Under the Wine Tourism and Cellar Door Grants program, producers who meet the eligibility criteria in the preceding financial year can apply for a grant payment of 29% of the notional wholesale selling price of their eligible domestic cellar door sales (up to $100,000 [GST exclusive]). Total funding under the grant program is capped at $10 million each financial year.

The economy

“Our economy is expected to grow solidly this financial year, by 3 ¼ per cent — before slowing to 1 ½ per cent growth for 2023–24, a full percentage point lower than what was forecast in March,” Chalmers said.

Innes Willox, Chief Executive of the national employer association, Ai Group, said in a statement last night: “Today’s federal budget risks tinkering at the edges of Australia’s structural economic challenges at a time when the domestic and global economies are under significant stress.

“While there are welcome commitments around child care, parental leave, housing, migration, the energy transition, gas supply monitoring and trade facilitation, the budget’s contribution to the critical productivity agenda is limited to positive initiatives that, only over time, will boost our workforce and trades base.

“The government’s acknowledgement that low productivity has become entrenched calls for a bolder and broader policy agenda. The current Productivity Commission five-yearly review will provide the platform for a much more substantial and sorely needed policy response in the budget next May.

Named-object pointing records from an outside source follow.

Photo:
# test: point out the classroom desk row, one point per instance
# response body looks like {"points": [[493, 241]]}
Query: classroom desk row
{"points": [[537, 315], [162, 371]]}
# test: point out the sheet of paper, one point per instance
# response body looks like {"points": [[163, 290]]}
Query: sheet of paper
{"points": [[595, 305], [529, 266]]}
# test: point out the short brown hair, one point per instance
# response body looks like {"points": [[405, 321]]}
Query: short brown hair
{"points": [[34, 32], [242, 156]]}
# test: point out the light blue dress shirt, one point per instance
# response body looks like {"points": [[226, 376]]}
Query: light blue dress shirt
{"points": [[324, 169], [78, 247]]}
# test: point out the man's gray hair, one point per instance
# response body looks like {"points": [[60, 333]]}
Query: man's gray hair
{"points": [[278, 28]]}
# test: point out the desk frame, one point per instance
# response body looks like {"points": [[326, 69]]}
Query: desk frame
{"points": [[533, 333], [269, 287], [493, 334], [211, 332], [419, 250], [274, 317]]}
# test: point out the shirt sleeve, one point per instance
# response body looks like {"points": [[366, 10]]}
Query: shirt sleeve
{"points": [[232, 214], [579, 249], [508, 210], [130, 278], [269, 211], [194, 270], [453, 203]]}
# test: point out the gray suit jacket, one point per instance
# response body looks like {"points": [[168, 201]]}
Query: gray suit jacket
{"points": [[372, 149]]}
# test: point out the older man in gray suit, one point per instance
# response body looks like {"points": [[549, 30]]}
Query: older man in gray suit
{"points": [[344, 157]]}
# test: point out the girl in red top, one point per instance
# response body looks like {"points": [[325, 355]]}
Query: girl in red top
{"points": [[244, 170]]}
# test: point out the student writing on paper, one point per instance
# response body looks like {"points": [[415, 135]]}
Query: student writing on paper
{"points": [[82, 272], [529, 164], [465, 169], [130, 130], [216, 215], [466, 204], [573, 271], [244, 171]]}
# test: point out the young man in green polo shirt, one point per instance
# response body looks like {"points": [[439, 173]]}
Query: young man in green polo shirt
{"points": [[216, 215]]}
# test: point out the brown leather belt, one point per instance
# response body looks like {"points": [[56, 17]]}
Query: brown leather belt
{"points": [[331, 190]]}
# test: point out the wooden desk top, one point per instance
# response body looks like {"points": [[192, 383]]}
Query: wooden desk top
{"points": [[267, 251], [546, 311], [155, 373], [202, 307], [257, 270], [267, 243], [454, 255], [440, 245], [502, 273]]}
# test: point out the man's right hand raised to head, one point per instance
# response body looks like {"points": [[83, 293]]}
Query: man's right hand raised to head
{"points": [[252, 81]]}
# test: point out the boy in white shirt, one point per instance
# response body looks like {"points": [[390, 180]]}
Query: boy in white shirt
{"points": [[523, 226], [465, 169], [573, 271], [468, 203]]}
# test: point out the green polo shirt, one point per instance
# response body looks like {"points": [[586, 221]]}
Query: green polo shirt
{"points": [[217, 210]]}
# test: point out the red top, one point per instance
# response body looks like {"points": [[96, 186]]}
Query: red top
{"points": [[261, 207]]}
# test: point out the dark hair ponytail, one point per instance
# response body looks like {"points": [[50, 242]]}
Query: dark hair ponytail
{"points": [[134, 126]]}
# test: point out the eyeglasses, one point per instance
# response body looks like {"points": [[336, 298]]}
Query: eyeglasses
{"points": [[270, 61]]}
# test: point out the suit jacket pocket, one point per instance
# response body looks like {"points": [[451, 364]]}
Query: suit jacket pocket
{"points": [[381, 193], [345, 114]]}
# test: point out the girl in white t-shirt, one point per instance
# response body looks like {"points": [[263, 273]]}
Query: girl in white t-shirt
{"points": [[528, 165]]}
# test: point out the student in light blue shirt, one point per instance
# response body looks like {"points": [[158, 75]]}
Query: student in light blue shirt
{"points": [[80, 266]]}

“Today’s budget lays bare our immediate challenges — declining growth, higher inflation, rising unemployment, lower employment growth, stagnant real incomes, declining business investment, falling household consumption, dramatically escalating electricity and gas prices and a deteriorating international environment. The likelihood is that we will be facing these challenges at a time of falling commodity export prices.

“The question is whether the budget does enough to fortify the economy against these structural challenges, by boosting productivity, curtailing spending and supporting business and household confidence. More could have been done to propel the economy through these challenging times.”